The number ONE first thing to do with every email BEFORE you open it is to look at the Senders email address. Do not just check the person or institution that the email appears to come from.

 

The first warning sign is that a message is sent from a public email domain

 

No legitimate organisation will send emails from an address that ends '@gmail.com'.

No legitimate person will send an email from an address which looks like ‘@au1765#$21Urgent2021”

 

Most organisations, except some small operations, will have their own email domain and company accounts. For example, legitimate emails from Google will read '@google.com'.

​

If the domain name (the bit after the @ symbol) matches the apparent sender of the email, the message is probably legitimate. However checking the email domain name alone is not enough. Be very careful to thoroughly check the spelling of the domain name as crooks use examples like @comrnonwealth…, which contains an intentional spelling mistake. The best way to check an organisation's domain name is to type the company's name into a search engine.

 

When crooks create their bogus email addresses, they often have the choice to select the display name, which doesn't have to relate to the email address at all. They can, therefore, use a bogus email address that will turn up in your inbox with the display name Google or Commonwealth Bank or some other legitimate name.

 

Remember, it takes only one mistake to miss a malicious email which can completely lock up your computer and ransom is then demanded.

 

The email has poor grammar or poor spelling

 

You can often tell if an email is a scam if it contains poor spelling and grammar. Many people will tell you that such errors are part of a filtering system' in which cyber criminals target only the most gullible people.

 

The theory is that, if someone ignores clues about the way the message is written, they're less likely to pick up clues during the scammer's endgame. In other words scammers look to the lower educated for mistakes. Spelling can often be perfect in an malicious email because the use of spell checkers can almost eliminate those errors.

 

However emails with poor grammar is my number two main indicator of a scam. If it reads in a way that would be a normal constructed sentence as we would use here in Australia then again its very possible that the email is malicious.

 

It includes any attachments or links

​

Malicious emails come in many forms. The email message itself is not dangerous it is the attachment that contains the  danger. Even if the emails address and the domain name appear to be legitimate it is still possible that an infected attachment is able to do immense harm to you.

 

Beware of emails:

 

• That come:

  • Unannounced

  • Unexpectedly (such as an invoice that you have overlooked)

  • A message from a service provider offering new services

  • Changes to the way you do business

• That have offers of reward or information you would like to know:

  • That your delivery is expected to arrive any day

  • That you have won a prize

  • That your account is in danger of being closed

  • That the Tax Office is looking at you because of unpaid tax

• That comes from a person saying there is a contract attached.

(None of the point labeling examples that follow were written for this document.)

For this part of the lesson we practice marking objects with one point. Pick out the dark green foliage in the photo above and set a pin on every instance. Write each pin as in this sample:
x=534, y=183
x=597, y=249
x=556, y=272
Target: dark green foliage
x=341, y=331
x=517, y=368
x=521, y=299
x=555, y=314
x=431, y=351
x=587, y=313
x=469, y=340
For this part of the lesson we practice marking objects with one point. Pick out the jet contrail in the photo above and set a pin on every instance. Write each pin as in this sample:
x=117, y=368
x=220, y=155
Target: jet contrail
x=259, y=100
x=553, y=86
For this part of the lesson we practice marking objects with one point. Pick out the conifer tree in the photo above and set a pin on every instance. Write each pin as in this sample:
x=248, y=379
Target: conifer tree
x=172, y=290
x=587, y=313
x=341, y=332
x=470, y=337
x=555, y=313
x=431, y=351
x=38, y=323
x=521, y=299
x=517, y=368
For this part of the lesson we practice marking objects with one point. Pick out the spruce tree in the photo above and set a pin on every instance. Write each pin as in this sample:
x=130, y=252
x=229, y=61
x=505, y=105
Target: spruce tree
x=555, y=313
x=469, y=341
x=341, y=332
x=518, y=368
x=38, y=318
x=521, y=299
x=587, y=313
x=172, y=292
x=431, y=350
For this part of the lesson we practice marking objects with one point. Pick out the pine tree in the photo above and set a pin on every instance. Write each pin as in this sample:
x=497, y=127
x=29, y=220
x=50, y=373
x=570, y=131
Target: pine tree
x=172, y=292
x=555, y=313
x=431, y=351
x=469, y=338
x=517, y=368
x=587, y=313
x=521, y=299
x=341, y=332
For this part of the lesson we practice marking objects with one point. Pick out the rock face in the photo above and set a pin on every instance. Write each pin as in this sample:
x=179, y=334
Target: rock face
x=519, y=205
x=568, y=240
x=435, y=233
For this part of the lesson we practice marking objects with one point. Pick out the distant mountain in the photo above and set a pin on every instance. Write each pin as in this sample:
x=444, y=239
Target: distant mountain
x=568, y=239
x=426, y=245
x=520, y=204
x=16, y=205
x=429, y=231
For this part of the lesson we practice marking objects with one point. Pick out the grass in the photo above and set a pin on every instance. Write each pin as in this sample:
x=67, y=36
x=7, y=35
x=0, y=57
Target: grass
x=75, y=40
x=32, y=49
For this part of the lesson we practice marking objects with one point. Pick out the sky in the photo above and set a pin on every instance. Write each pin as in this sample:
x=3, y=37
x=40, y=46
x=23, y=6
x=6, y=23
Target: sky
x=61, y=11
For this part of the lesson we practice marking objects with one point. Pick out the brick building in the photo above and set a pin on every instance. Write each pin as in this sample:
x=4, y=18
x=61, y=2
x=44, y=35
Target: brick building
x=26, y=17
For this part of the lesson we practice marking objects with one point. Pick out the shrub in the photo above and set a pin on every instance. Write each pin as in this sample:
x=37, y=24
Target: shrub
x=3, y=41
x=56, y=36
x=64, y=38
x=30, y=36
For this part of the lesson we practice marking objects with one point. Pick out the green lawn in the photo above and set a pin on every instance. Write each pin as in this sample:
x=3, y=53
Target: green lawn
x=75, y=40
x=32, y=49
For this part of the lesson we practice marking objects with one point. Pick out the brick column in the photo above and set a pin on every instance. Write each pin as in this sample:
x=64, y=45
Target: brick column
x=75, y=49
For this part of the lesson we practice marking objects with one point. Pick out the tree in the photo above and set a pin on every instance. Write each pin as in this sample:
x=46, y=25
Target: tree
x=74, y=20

• Emails purportedly come from an interstate company about a service for an interstate purpose. For example, as conveyancers, we get emails saying that our client has bought a property at an address in Queensland.

 

Unless you have had a phone call or a message that an email is coming with such things NEVER click on the attachment. Crooks are getting better and better at imitating legitimate persons and institutions and companies. If any doubt exists you have to independently contact the sender by means other than a phone number which is in the email. The phone number in the email may have you speaking to the actual crook is is trying to set you up.

 

The message says you need to urgently do something

 

The crook knows the longer we think about something, the more likely you are to notice things that don't seem right. Maybe you realise that the organisation doesn't contact you by that email address, or you speak to a colleague and learn that they didn't send you a document. That's why so many scams request that you act now or else it will be too late. They use scare tactics. Don’t be fooled.

 

It is true that anything really important will not be sent by email without prior contact. Most reputable companies, banks or institutions or the like know that for safety reasons emails are not the way to go for the initial contact.

 

A general rule to follow is that if you have contacted someone and asked for contact, and the email address is a legitimate domain name, then it's probably OK to open the email. I do not open emails from people or institutions that I have not previously contacted or spoken with.